Devoting a section in your blog to your volunteers is a solution that can help in more than one way. To start with, your volunteers will be pleased to know that you are interested in what they have to say and will be happy to share their opinion, views, feedback or memories. Bearing in mind that most of them may be too shy or modest to share that they volunteer, celebrating them in your blog will do that on their behalf and may turn very useful if a prospective employer makes the effort to google them for more information. And finally, you will have fresh and unique content for your blog, which will contribute to your search engine optimisation and will have a positive effect on the online image of your NFP.

As to what volunteer-related content you can publish in your blog, that’s the easiest part of the process. Your volunteers have special events in their lives, some of them related to the organisation. If an elderly volunteer celebrates an important anniversary (like a 70th birthday or 10 years at the organisation), you can celebrate them in a blog post – a short interview and a nice photo will do. Otherwise, you can start a rubric of the ‘Ask a volunteer’ and ‘Our volunteers’ feedback’; every week a different person can share their organisation-related thoughts. Or you can ask around the company for interesting or funny stories from the volunteers’ experience and share them with your blog readers.

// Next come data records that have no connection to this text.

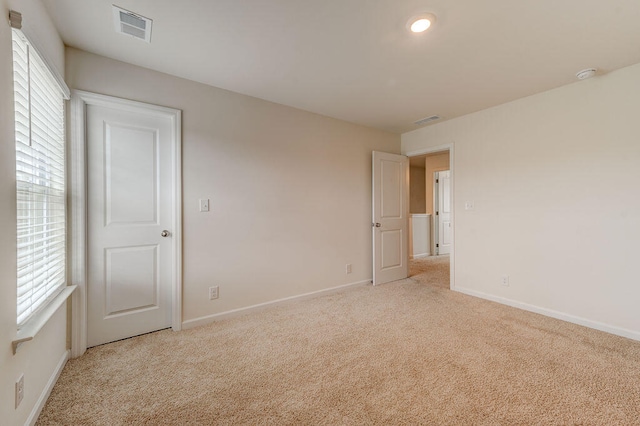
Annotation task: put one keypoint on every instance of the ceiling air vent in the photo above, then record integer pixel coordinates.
(132, 24)
(427, 120)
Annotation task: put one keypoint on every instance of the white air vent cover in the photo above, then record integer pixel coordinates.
(132, 24)
(427, 120)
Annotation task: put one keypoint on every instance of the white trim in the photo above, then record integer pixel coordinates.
(80, 101)
(32, 40)
(34, 324)
(42, 400)
(196, 322)
(418, 256)
(441, 148)
(618, 331)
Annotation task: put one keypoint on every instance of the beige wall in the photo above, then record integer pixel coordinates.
(37, 359)
(416, 192)
(433, 163)
(290, 191)
(555, 180)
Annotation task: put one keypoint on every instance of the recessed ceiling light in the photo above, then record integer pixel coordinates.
(421, 23)
(584, 74)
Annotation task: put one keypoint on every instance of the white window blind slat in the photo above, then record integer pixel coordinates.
(40, 180)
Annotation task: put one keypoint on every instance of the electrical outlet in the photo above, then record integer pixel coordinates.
(19, 390)
(213, 293)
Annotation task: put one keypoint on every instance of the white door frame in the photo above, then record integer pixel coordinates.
(442, 148)
(78, 210)
(435, 240)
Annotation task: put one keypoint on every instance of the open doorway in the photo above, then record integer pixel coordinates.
(428, 262)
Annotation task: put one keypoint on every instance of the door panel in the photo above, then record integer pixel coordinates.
(131, 279)
(129, 204)
(390, 220)
(131, 175)
(444, 212)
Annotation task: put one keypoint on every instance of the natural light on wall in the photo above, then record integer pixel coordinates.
(40, 176)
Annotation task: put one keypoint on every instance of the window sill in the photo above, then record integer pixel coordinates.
(35, 324)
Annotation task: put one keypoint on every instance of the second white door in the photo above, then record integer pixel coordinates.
(390, 217)
(130, 210)
(443, 212)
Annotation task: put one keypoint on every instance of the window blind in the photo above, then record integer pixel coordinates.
(40, 179)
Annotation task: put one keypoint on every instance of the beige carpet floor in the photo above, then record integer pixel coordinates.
(409, 352)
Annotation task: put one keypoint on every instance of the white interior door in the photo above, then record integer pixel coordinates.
(390, 217)
(443, 212)
(130, 215)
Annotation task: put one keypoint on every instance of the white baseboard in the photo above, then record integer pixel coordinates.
(418, 256)
(37, 409)
(196, 322)
(618, 331)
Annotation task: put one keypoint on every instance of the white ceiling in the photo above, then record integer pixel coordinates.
(355, 60)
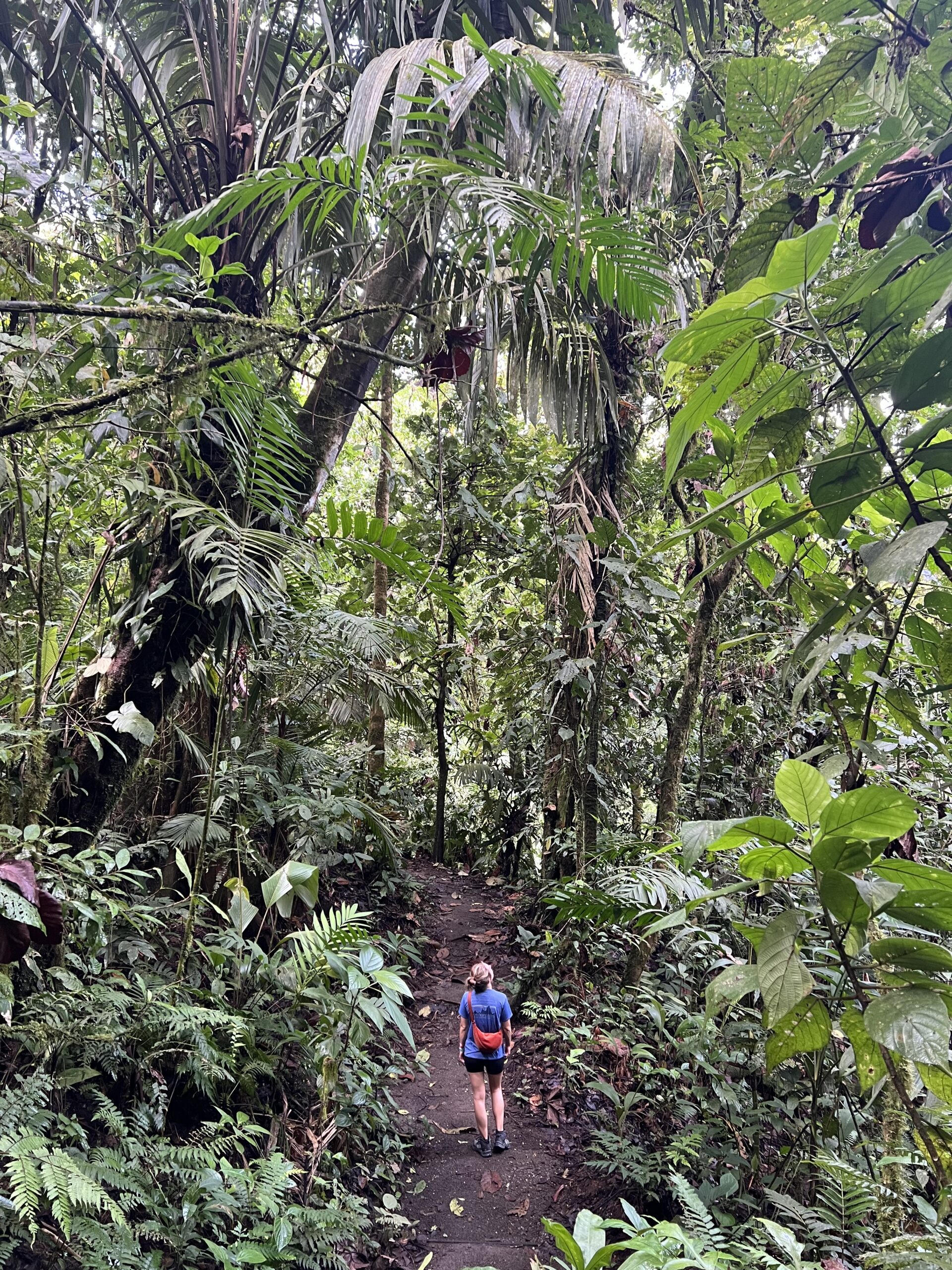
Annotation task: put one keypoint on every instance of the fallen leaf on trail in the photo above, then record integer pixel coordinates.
(615, 1046)
(490, 1183)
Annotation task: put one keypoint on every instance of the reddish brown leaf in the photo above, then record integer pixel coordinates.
(490, 1183)
(896, 192)
(19, 874)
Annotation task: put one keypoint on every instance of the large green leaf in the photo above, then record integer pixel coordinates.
(795, 262)
(916, 877)
(803, 790)
(737, 833)
(295, 879)
(782, 976)
(926, 377)
(16, 908)
(696, 836)
(913, 1023)
(785, 13)
(842, 482)
(833, 80)
(841, 896)
(870, 1066)
(842, 854)
(706, 402)
(923, 636)
(760, 93)
(899, 559)
(780, 435)
(870, 812)
(731, 985)
(928, 910)
(752, 253)
(937, 1081)
(771, 863)
(912, 954)
(907, 299)
(590, 1234)
(737, 317)
(565, 1244)
(801, 1032)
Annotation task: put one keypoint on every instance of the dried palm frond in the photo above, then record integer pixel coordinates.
(574, 522)
(556, 105)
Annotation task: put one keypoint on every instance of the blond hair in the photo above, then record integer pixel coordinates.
(480, 976)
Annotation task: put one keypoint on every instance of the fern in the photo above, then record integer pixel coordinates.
(697, 1218)
(330, 934)
(844, 1197)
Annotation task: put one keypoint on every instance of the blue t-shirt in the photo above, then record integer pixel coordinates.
(490, 1010)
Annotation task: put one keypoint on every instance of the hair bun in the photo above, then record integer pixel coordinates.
(480, 976)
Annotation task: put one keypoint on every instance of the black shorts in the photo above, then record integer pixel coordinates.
(490, 1066)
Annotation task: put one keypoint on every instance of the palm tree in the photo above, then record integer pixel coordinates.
(338, 173)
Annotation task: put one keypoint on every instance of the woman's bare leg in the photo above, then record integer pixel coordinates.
(495, 1090)
(479, 1103)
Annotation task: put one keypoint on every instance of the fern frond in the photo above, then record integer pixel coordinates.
(697, 1217)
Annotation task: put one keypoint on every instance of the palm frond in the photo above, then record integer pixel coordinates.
(565, 97)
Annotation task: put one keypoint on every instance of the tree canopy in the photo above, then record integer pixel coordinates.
(513, 437)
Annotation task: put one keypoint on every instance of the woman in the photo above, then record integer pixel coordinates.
(490, 1012)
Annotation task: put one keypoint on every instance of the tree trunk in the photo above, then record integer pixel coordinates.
(713, 591)
(588, 838)
(180, 627)
(440, 825)
(339, 390)
(376, 729)
(94, 772)
(517, 817)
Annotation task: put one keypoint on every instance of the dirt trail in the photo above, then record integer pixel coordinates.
(502, 1198)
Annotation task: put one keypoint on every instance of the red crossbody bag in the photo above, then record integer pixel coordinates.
(488, 1043)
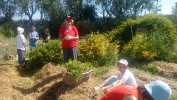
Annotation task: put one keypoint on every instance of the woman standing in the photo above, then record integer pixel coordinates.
(21, 46)
(69, 35)
(157, 90)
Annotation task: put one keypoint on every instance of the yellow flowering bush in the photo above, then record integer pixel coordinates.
(97, 50)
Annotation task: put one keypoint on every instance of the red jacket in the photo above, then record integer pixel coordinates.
(72, 32)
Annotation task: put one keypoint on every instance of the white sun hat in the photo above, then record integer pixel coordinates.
(20, 30)
(159, 90)
(123, 61)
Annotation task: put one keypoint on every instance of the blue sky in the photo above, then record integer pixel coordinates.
(167, 6)
(166, 9)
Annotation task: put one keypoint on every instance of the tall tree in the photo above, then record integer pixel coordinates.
(8, 9)
(28, 7)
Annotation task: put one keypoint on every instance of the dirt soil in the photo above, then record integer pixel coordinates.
(47, 84)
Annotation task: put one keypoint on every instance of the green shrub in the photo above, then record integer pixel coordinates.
(140, 49)
(52, 52)
(97, 50)
(77, 69)
(151, 68)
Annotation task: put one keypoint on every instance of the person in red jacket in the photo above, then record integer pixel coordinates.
(157, 90)
(69, 35)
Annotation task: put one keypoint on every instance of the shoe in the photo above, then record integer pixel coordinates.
(97, 88)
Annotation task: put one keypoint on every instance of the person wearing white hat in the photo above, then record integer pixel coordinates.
(156, 90)
(21, 46)
(125, 78)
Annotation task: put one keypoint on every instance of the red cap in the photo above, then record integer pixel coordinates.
(69, 18)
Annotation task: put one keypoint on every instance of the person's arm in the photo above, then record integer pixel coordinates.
(76, 37)
(61, 38)
(30, 37)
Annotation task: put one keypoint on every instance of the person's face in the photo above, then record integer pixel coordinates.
(68, 22)
(33, 28)
(121, 67)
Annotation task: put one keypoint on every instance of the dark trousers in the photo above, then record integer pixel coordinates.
(21, 58)
(69, 53)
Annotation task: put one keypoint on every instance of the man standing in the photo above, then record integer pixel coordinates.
(69, 35)
(33, 38)
(21, 46)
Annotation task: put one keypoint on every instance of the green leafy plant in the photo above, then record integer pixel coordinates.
(97, 50)
(52, 52)
(151, 68)
(76, 69)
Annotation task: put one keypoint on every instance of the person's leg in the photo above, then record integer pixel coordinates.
(74, 53)
(66, 54)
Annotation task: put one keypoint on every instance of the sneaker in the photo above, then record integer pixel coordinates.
(97, 88)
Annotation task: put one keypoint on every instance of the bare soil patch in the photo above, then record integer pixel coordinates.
(47, 84)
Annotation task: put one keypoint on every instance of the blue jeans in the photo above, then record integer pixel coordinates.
(21, 57)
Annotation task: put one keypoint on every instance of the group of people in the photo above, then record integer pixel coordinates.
(68, 34)
(124, 87)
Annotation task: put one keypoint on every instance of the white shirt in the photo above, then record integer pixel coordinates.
(127, 78)
(20, 40)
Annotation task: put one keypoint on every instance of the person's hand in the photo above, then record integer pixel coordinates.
(106, 90)
(68, 37)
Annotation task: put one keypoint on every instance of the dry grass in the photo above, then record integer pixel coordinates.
(47, 84)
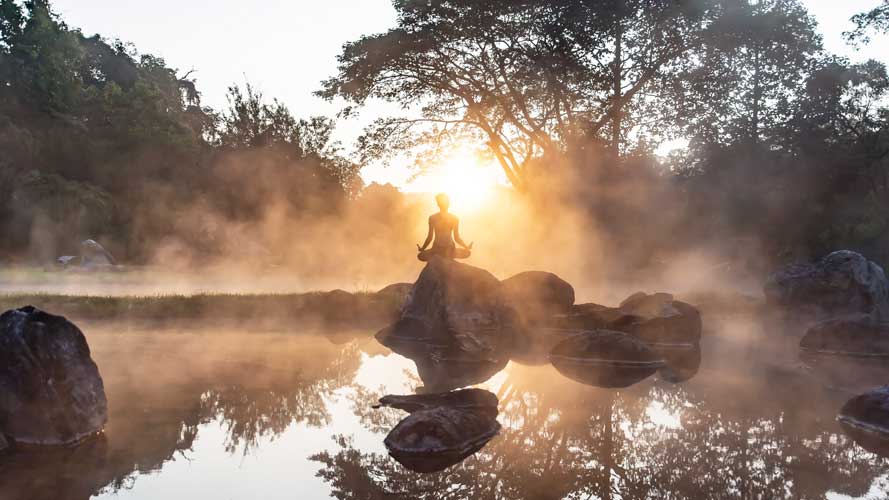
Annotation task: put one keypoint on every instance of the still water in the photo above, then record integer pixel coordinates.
(198, 414)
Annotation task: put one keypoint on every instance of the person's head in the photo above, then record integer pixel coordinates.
(443, 201)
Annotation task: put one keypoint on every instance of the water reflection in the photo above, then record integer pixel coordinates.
(749, 424)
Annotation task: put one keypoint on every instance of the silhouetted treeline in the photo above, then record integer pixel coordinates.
(788, 153)
(98, 141)
(788, 144)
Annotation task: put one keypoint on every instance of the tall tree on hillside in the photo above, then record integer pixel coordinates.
(743, 85)
(874, 20)
(522, 77)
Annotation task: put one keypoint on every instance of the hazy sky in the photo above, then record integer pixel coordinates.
(285, 48)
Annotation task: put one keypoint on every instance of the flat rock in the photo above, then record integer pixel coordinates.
(866, 419)
(842, 283)
(657, 319)
(442, 429)
(605, 358)
(854, 335)
(51, 392)
(538, 295)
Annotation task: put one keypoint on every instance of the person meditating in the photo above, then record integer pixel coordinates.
(446, 228)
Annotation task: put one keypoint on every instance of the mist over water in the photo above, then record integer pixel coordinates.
(234, 413)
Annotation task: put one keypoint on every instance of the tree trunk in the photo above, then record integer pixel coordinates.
(617, 75)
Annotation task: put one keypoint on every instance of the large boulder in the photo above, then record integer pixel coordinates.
(51, 392)
(853, 335)
(453, 304)
(841, 283)
(442, 429)
(866, 419)
(657, 319)
(538, 295)
(604, 358)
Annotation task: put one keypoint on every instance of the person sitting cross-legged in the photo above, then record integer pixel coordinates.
(445, 228)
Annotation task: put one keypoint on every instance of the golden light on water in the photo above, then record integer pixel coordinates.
(468, 181)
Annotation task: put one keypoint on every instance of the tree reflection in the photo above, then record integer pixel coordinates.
(163, 387)
(703, 439)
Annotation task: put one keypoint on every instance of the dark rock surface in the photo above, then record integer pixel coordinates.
(605, 358)
(841, 283)
(656, 319)
(866, 419)
(400, 291)
(659, 319)
(682, 363)
(442, 429)
(853, 335)
(463, 399)
(51, 392)
(453, 304)
(538, 295)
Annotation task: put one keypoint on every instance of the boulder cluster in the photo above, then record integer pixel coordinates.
(848, 296)
(461, 325)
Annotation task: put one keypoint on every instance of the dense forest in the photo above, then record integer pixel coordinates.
(788, 152)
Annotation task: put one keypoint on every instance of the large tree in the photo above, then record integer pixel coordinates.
(524, 78)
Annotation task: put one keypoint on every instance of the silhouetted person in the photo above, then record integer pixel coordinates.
(446, 228)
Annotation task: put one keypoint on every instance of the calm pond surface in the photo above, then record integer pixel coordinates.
(284, 415)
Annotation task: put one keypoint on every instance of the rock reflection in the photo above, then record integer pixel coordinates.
(565, 440)
(163, 387)
(442, 429)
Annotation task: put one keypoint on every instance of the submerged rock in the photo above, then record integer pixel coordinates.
(841, 283)
(452, 303)
(681, 363)
(659, 319)
(854, 335)
(851, 374)
(538, 295)
(442, 429)
(605, 358)
(447, 371)
(51, 392)
(656, 319)
(866, 419)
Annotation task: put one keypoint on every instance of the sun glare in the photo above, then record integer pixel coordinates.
(467, 181)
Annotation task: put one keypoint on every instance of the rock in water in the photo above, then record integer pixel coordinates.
(51, 392)
(442, 429)
(866, 419)
(657, 319)
(681, 363)
(854, 335)
(605, 358)
(452, 303)
(842, 283)
(538, 295)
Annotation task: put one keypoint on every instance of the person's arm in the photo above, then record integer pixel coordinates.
(457, 237)
(428, 237)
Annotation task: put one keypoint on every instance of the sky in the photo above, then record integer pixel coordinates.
(285, 48)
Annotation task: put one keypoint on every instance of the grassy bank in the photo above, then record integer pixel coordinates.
(316, 309)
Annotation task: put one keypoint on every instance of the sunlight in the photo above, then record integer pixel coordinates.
(469, 181)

An example of an organisation that makes the effort to celebrate their volunteers in their blog is Oxfam Australia. Navigating in their website, you can easily reach the section of the blog devoted to the volunteers and there you can see posts similar to the proposed above: Volunteer Spotlight which focusses on a person and their story; a message from one volunteer to another; commemorating the retirement of a long-term volunteer, etc. As already mentioned, this can only bring benefits to your organisation and your blog, and it will be a precious little act of attention for your volunteers.

Having said all this, if you think it is high time you did something special for your volunteers, try celebrating them in your blog post. Making them feel special is sure to invigorate them and make them even more passionate for your NFP’s activities. And besides this, your prospective volunteers will read positive stories of current people working with you, which is a great plus for your recruitment strategy. All in all, blogging about your volunteers is a win-win, so make sure you try it soon!